If we remember Washington’s 1789 inaugural address for anything today, it’s probably for the halting and soft-spoken delivery that surprised some of its audience. But we generally forget that a promise at the very end made quite a bit of news in its day. Washington had declined a salary as commander of the revolutionary army (though he did have a lavish expense account). Now, he announced that he would continue that tradition and once again serve for free. As a general, Washington said, “the light in which I contemplated my duty required that I should renounce every pecuniary compensation.” Since then, he went on, “from this resolution I have in no instance departed. And being still under the impressions which produced it, I must decline as inapplicable to myself, any share in the personal emoluments … for the Executive Department.”

In this, Washington was voicing one of the more high-minded ideals in the republican tradition: that service to a republic is its own reward, and that citizens should suspect anyone who seeks public office for financial motives. And yet, he was also claiming that part of the Constitution was, already, “inapplicable” to himself. In fact, the Constitution’s framers had debated and rejected a proposal that the president serve without pay. Alexander Hamilton explained the reasoning in Federalist 73: “a power over a man’s support is a power over his will.” A president who could not depend on a regular salary might be subject to corruption, to coercion by the members of Congress who held the purse-strings, or to the temptation to sell policy to the highest bidder. For the same reason, it was essential that the president’s livelihood be insulated from day-to-day politics. Congress was given the power to set and change the president’s salary by statute, but not to meddle with the salary of a sitting president. The Constitution dictated a fixed payment for his entire period in office, so that Congress “can neither weaken his fortitude by operating on his necessities, nor corrupt his integrity by appealing to his avarice.”

Yet those arguments seem to assume a president needy enough to sell out the public interest for profit. Do they still apply to a president who claims to be both independently wealthy and free from greed, someone who purports to be above “necessities” and “avarice”? Washington seemed to believe that they did not. But here again, the Federalist anticipated him: “There are men who could neither be distressed nor won into a sacrifice of their duty; but this stern virtue is the growth of few soils.” In other words, it is a terrible idea to write a Constitution as if all future presidents will be Washingtons.

For these reasons, the first Congress refused Washington’s offer to serve without pay—and in doing so, consciously set a precedent for the future. It did not want to risk that Washington’s refusal would become the norm rather than the exception. As representative John Page of Virginia put it, “the Constitution requires that he shall receive a compensation, and it is our duty to provide it.” Note that Congress did not try to evade the spirit of the Constitution by providing him a token salary. Congress voted Washington an annual salary of $25,000; the president backed down and accepted the payment. It was an implicit recognition that future presidents could be corruptible, and should be bound to the public interest as tightly as possible.

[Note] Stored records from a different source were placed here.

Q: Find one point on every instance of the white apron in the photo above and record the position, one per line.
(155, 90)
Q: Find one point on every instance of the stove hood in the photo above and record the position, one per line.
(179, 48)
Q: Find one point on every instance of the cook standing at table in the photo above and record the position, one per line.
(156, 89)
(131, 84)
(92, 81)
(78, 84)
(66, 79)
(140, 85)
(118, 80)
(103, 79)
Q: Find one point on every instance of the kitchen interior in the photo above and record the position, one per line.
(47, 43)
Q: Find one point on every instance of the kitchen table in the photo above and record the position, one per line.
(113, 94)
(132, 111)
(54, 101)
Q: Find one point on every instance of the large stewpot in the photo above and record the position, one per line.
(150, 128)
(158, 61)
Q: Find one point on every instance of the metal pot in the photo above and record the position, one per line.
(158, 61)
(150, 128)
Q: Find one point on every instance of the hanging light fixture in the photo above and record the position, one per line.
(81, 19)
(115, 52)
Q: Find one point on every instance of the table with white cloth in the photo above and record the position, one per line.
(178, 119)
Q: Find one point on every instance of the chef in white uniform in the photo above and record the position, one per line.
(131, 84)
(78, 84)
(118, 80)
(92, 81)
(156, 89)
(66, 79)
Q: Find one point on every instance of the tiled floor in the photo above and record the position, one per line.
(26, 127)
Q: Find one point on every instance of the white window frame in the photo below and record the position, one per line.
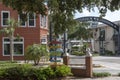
(13, 43)
(34, 20)
(19, 22)
(2, 17)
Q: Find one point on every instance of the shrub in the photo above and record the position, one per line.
(78, 53)
(62, 71)
(101, 74)
(110, 53)
(118, 74)
(35, 52)
(49, 72)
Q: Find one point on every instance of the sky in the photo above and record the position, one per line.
(111, 16)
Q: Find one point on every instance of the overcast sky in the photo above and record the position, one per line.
(112, 16)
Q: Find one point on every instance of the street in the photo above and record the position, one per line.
(108, 64)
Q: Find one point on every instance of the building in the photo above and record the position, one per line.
(105, 38)
(32, 31)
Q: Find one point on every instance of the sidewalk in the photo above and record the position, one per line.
(104, 78)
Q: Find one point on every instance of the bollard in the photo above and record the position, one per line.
(66, 59)
(88, 63)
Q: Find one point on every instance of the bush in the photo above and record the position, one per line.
(101, 74)
(109, 53)
(62, 71)
(78, 53)
(35, 52)
(30, 73)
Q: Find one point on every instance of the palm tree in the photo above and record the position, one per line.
(9, 32)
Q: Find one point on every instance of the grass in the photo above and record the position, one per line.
(101, 74)
(8, 64)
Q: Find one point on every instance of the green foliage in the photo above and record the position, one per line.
(102, 74)
(62, 71)
(49, 72)
(109, 53)
(26, 72)
(61, 11)
(78, 53)
(75, 48)
(35, 52)
(118, 74)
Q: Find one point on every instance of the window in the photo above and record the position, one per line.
(5, 15)
(43, 21)
(18, 47)
(22, 23)
(31, 20)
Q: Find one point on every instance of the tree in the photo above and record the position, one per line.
(9, 32)
(61, 11)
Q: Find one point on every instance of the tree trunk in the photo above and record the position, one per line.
(11, 48)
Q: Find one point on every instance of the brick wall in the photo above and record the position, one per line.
(31, 35)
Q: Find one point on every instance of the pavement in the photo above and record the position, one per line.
(107, 63)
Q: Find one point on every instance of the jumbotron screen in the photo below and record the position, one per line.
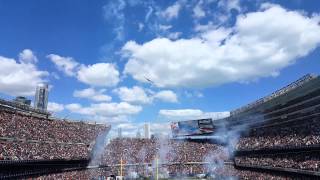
(192, 127)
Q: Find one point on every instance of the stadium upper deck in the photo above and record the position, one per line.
(297, 101)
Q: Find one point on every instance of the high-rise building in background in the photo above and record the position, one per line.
(147, 130)
(41, 97)
(138, 135)
(119, 133)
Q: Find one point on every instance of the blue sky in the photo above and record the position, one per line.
(130, 62)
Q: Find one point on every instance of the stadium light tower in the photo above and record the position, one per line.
(147, 130)
(41, 96)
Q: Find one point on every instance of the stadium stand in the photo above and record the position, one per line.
(278, 137)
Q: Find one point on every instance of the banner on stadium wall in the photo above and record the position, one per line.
(192, 127)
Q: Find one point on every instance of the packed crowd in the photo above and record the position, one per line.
(226, 172)
(34, 151)
(303, 161)
(81, 174)
(18, 125)
(305, 134)
(172, 154)
(24, 137)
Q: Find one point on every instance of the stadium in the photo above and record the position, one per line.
(275, 137)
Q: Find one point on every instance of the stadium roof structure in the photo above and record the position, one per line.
(294, 102)
(22, 107)
(300, 82)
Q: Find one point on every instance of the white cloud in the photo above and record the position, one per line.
(174, 35)
(105, 109)
(92, 94)
(140, 27)
(138, 95)
(188, 114)
(19, 78)
(55, 107)
(230, 4)
(166, 96)
(133, 95)
(172, 11)
(164, 27)
(100, 74)
(225, 55)
(113, 13)
(27, 56)
(65, 64)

Two important principles flowed from that move. First, in ensuring the president a livelihood in office, and in safeguarding a president of ordinary means from the temptation to sell out, it opened the highest public office—at least in possibility—to those who were not independently wealthy. Second, in minimizing future presidents’ need to rely on outside sources of income, it confirmed that the president would be a true public servant, beholden to the people who elected him. . . .

That, in turn, means that you should want Donald Trump to get his $400,000. He’s still free to donate it all to charity, as two of his predecessors have done. But he should take our money all the same, just like every president from Washington on. The reasoning behind the presidential salary has evolved since those days, but some truths hold every bit as strongly. Among them: We are beholden to the people who pay us. In Hamilton’s words, “he who pays is the master.”